Ctfmon.exe is the file that is responsible for controlling the Alternative User Input technologies. It starts the Language Bar component (in the Systray) and remains running in the background even after you quit an Office XP program. It also starts each time Windows is started and remains in the background, regardless of whether an Office XP program is started.

Instead of following all the advice "To prevent Ctfmon.exe from running," I just took these steps, and "csrss.exe" was gone.

Run Regsvr32 /U on the Msimtf.dll and Msctf.dll Files

1. Click Start and then click Run.

2. In the Run dialog box, type the following command: 
Regsvr32.exe /u msimtf.dll

3. Click OK.

I guess, too, with that way, if a person wanted to use the Language Bar again, he or she would just have to re-register the files.

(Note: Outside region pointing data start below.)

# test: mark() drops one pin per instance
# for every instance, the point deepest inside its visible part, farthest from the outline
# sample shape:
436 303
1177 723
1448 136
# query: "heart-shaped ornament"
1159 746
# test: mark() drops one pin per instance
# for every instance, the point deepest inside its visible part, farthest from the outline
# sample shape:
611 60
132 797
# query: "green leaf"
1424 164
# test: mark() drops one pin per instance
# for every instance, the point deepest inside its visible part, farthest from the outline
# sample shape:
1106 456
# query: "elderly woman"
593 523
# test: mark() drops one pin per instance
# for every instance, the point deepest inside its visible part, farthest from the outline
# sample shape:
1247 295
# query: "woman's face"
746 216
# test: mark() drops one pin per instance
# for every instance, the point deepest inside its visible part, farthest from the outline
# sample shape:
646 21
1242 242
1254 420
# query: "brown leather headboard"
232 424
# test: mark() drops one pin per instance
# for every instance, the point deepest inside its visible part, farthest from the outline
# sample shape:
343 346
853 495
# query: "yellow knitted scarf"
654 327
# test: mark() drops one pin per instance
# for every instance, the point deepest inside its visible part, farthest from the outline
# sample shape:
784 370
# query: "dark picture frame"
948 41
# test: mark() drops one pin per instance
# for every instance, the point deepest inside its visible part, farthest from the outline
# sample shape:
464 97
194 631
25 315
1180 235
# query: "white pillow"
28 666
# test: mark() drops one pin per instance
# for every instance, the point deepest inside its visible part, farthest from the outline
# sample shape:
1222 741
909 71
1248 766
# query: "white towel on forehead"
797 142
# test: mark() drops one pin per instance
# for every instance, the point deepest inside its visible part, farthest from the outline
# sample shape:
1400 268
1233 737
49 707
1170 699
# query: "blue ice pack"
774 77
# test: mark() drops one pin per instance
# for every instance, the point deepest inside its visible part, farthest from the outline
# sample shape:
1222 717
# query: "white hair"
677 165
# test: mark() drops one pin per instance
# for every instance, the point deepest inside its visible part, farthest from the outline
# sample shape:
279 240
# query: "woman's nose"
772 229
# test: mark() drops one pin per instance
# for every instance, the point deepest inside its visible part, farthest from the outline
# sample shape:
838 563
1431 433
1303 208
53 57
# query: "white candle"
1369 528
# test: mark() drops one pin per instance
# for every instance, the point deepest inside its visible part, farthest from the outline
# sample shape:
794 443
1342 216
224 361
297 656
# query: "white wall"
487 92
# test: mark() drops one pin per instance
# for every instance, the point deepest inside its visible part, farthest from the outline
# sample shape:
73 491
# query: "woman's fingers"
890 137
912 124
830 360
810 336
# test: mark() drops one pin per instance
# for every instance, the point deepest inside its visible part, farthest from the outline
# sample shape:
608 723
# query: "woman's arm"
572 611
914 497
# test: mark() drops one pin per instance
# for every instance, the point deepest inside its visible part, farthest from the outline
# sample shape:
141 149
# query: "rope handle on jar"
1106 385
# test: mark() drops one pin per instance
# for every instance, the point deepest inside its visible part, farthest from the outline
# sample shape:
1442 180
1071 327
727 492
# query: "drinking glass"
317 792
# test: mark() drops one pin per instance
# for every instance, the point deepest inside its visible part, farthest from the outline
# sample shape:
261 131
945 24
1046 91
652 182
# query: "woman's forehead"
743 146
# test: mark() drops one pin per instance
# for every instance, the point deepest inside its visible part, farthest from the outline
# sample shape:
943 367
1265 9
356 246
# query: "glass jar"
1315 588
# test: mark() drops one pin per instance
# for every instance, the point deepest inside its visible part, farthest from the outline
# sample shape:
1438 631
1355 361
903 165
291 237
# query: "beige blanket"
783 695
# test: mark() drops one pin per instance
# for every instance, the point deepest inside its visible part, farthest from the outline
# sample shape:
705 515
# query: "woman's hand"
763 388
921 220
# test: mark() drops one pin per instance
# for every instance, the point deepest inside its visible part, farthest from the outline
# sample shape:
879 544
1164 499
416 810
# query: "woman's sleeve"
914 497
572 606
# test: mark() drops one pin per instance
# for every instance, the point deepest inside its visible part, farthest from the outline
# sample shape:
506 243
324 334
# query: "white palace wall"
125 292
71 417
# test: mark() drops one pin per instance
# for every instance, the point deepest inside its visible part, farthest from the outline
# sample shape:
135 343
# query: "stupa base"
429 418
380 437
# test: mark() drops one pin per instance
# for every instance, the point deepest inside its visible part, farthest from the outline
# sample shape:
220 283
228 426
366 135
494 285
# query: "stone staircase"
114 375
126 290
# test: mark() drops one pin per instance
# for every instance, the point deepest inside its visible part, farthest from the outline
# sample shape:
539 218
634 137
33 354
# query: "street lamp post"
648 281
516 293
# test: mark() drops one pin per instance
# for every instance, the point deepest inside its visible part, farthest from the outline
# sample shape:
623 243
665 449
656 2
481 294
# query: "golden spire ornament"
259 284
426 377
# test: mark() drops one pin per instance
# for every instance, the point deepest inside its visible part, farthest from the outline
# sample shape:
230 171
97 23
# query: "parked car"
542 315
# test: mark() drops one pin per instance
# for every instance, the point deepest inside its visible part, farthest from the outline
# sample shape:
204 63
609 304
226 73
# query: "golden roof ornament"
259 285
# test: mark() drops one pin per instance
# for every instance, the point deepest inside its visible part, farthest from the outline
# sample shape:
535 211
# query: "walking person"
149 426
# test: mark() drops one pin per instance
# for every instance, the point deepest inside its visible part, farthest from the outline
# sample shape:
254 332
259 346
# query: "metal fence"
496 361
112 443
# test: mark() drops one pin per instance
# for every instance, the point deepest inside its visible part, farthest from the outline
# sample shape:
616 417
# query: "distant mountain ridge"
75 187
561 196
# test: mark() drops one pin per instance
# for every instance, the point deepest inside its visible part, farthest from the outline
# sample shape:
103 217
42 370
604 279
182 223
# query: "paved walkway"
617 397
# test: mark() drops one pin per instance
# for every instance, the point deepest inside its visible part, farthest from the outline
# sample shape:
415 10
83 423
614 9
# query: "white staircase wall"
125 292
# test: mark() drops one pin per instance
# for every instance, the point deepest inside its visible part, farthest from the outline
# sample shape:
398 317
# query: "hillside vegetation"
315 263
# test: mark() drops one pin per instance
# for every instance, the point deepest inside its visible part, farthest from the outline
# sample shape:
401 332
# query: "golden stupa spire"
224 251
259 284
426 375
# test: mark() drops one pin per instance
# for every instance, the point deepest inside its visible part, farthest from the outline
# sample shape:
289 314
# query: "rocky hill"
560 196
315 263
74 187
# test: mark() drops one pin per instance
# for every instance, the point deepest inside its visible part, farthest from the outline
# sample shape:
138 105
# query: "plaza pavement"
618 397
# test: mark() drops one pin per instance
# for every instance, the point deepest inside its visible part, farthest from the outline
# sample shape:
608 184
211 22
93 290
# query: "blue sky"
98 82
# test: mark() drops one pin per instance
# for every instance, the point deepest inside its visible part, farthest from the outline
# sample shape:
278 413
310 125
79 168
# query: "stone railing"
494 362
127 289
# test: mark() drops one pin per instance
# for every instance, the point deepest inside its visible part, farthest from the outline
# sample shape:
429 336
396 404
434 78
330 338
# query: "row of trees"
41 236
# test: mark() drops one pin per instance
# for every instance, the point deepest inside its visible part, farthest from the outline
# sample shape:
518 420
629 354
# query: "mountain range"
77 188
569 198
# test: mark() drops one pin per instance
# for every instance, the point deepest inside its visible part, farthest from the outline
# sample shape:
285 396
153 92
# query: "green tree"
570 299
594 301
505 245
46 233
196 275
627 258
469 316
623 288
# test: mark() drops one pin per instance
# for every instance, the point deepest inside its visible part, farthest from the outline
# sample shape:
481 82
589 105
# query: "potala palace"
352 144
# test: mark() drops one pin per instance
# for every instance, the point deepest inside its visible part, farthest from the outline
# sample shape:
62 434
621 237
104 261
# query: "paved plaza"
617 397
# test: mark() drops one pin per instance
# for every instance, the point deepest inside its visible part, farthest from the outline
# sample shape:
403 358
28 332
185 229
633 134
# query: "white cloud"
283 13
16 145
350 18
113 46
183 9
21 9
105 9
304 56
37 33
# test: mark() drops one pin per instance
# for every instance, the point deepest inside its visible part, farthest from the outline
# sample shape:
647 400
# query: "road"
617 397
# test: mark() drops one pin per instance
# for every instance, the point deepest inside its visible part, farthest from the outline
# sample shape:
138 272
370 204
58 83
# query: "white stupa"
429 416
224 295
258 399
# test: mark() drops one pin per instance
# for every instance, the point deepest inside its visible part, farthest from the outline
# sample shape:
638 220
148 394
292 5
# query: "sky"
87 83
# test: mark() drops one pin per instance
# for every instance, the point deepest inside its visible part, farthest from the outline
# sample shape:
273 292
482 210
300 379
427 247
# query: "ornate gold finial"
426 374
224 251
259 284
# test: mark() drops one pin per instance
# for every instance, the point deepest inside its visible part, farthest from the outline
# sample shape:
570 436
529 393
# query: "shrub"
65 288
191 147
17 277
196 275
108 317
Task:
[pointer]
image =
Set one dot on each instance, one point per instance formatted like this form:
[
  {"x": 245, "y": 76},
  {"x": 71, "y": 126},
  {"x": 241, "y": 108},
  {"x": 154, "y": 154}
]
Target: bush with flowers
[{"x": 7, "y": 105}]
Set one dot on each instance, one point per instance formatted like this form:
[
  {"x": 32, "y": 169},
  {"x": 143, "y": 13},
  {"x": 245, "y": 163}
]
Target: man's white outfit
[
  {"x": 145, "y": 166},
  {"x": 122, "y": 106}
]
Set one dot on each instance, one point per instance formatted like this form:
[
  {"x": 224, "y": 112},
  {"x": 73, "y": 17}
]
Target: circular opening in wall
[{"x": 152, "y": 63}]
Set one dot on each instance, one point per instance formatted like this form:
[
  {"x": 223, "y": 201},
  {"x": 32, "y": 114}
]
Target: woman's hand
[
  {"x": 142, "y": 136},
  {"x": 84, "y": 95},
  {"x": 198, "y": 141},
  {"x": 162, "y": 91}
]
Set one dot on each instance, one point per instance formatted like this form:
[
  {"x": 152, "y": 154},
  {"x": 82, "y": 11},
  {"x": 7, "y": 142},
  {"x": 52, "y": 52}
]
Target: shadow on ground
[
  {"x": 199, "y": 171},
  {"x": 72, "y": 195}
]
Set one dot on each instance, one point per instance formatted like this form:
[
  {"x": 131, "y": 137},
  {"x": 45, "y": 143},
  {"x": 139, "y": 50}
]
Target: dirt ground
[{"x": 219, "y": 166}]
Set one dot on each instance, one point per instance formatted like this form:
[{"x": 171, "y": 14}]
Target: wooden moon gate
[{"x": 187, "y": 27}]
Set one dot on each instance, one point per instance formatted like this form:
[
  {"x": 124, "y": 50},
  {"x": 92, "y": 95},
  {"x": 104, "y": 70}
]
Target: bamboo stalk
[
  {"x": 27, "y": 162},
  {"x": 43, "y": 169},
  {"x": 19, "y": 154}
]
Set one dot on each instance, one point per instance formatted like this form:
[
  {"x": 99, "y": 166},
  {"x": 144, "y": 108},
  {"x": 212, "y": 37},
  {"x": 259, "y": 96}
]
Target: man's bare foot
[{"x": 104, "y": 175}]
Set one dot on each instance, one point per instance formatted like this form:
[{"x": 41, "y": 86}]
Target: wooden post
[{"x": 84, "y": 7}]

Just seemed kind of interesting. I don't know much about it really. I just know "csrss.exe" seems to always run with or without Office. And since I don't have Office, I thought I'd try it out.

From Microsoft:

http://support.microsoft.com/?kbid=282599

EDIT: I'm sorry. My brain misfired. I was thinking "ctfmon.exe" and looking at "csrss.exe". Whatta dope.


----------



## John Burns (Jul 29, 1999)

Congrats - you succeeded in completely confusing me - but then, that's relatively easy to do - lol!


----------



## BanditFlyer (Oct 25, 2005)

Thx for the info!


----------



## MrFishy (Nov 22, 2004)

What? I'd like to stop this ctfmon. exe . . . but ?


----------



## SIR****TMG (Aug 12, 2003)

ok..............................


----------